A key factor here is not just how individual components work, but how they work together in context with other parts of a system. That also affects test coverage.

“The number of concurrent activities that our cars will need to do is dramatically increasing, and we want to make sure that all the different scenarios are being tested by what we are calling ‘concurrent scenario testing,'” Bhalla said. “For example, assume that you are in your car with your navigation system directing you, your satellite radio playing, your kids are streaming video on Wi-Fi, and an incoming call comes in on your Bluetooth. All of a sudden, another car swerves in your lane. What takes priority? From a test perspective, this can be a very difficult set of patterns to write in a typical ATE program, but with a system-level test approach it is much simpler. We expect to continue to see the same pressures to reduce the cost of test while at the same time test devices are continually increasing in complexity.”

There are ways to refine that even further. Not all tests are of equal value, which plays into the silo concept. “Testing everything the same is wasteful,” said David Park, vice president of marketing at Optimal+. “So chips are getting more complex, packages are getting bigger, and system-level tests are taking longer. But rather than catch everything at the system level, there are some things you can catch sooner to determine the goodness of a device earlier. The goal here is to be more intelligent about how you apply a fixed budget for test. That saves you money, your tests are more targets, and you save on test time, which is a huge cost.”

In addition, not all definitions of a system are the same. For example, system-level testing can apply to microprocessors, boards, or even storage systems.

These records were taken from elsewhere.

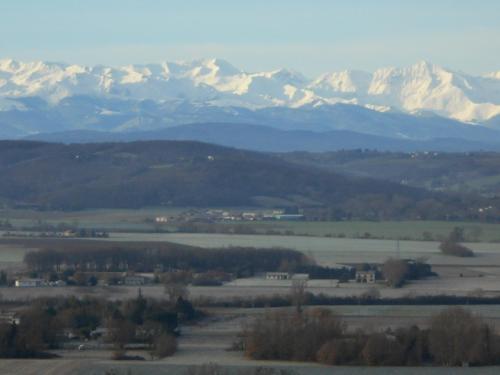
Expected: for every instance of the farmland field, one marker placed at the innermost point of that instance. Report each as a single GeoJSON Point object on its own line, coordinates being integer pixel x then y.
{"type": "Point", "coordinates": [135, 220]}
{"type": "Point", "coordinates": [330, 251]}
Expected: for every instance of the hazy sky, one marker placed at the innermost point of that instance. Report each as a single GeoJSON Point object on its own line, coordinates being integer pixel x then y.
{"type": "Point", "coordinates": [312, 36]}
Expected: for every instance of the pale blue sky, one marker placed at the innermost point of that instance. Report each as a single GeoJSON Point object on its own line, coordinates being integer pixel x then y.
{"type": "Point", "coordinates": [312, 36]}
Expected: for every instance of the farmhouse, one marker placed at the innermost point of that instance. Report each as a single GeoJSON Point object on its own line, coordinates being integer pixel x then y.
{"type": "Point", "coordinates": [135, 280]}
{"type": "Point", "coordinates": [365, 277]}
{"type": "Point", "coordinates": [277, 276]}
{"type": "Point", "coordinates": [30, 283]}
{"type": "Point", "coordinates": [300, 276]}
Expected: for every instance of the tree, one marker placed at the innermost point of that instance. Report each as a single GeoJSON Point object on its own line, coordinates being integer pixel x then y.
{"type": "Point", "coordinates": [395, 272]}
{"type": "Point", "coordinates": [298, 293]}
{"type": "Point", "coordinates": [164, 345]}
{"type": "Point", "coordinates": [175, 290]}
{"type": "Point", "coordinates": [457, 337]}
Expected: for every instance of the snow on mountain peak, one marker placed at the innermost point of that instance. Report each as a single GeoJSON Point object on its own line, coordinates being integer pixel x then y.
{"type": "Point", "coordinates": [422, 86]}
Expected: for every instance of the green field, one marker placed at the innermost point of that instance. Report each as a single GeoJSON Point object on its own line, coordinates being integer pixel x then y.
{"type": "Point", "coordinates": [136, 220]}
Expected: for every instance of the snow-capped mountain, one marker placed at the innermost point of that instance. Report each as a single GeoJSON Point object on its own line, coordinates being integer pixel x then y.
{"type": "Point", "coordinates": [420, 88]}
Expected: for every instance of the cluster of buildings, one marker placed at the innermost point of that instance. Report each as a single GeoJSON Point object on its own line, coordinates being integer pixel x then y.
{"type": "Point", "coordinates": [35, 283]}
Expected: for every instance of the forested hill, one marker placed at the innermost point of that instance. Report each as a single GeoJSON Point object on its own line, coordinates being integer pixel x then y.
{"type": "Point", "coordinates": [175, 173]}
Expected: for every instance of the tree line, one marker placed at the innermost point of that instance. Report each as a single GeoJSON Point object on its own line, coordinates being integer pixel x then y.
{"type": "Point", "coordinates": [455, 337]}
{"type": "Point", "coordinates": [49, 322]}
{"type": "Point", "coordinates": [148, 258]}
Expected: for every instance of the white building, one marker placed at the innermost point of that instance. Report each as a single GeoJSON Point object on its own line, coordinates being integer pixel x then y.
{"type": "Point", "coordinates": [30, 283]}
{"type": "Point", "coordinates": [277, 276]}
{"type": "Point", "coordinates": [365, 277]}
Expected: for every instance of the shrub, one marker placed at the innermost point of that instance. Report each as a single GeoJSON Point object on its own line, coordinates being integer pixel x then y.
{"type": "Point", "coordinates": [164, 345]}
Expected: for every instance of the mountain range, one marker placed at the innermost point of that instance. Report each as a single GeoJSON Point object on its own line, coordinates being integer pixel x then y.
{"type": "Point", "coordinates": [423, 102]}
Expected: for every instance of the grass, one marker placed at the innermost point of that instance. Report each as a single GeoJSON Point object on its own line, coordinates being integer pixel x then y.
{"type": "Point", "coordinates": [135, 220]}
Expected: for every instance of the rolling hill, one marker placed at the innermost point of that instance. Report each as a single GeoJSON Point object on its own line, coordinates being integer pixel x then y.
{"type": "Point", "coordinates": [174, 173]}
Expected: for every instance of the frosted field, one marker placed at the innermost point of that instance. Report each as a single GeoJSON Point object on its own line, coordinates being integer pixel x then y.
{"type": "Point", "coordinates": [330, 251]}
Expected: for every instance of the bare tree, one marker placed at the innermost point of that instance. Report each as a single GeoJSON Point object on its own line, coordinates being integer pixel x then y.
{"type": "Point", "coordinates": [298, 293]}
{"type": "Point", "coordinates": [175, 290]}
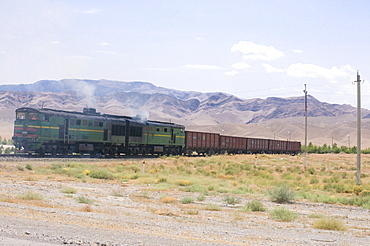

“Storage SLT is still in its infancy, much as memory test was three decades ago,” said Scott West, SLT product marketing manager at Advantest. “However, an SSD’s state machine has virtually an infinite number of combinations that must be tested effectively without an infinite amount of time available to perform brute-force iterations. While ICs have a set number of vectors or memory patterns to be run, SSDs feature a huge number of constantly changing states – factor in unplanned events (such as power-cycling), and the result is a huge number of cases that are difficult to cover. SSD providers can’t address every eventuality – but they must be able to ship product to their customers with absolute confidence it will work.”

Conclusion
As microprocessors, microcontrollers and other advanced SoC devices become more complex, they are presenting new challenges to automatic test equipment and related gear, such as handlers. Parallel site testing is not yielding the same productivity boosts that were seen in the recent past, spawning a number of ideas that are just beginning to play out in the test market.

Test strategies need to be redefined in a system context, but that raises questions about whether the market will bear the cost. The question being asked privately is whether costs can be reined in to keep test at current percentages of the total chip budget, or whether they will rise and subsequently need to be amortized against the total system cost rather than just a discrete part such as an MCU or an MPU. So far, there are no answers. What is clear is the old approach is running out of steam. How these new approaches will play out remains to be seen, but change is definitely coming to this sector.

—Ed Sperling contributed to this report.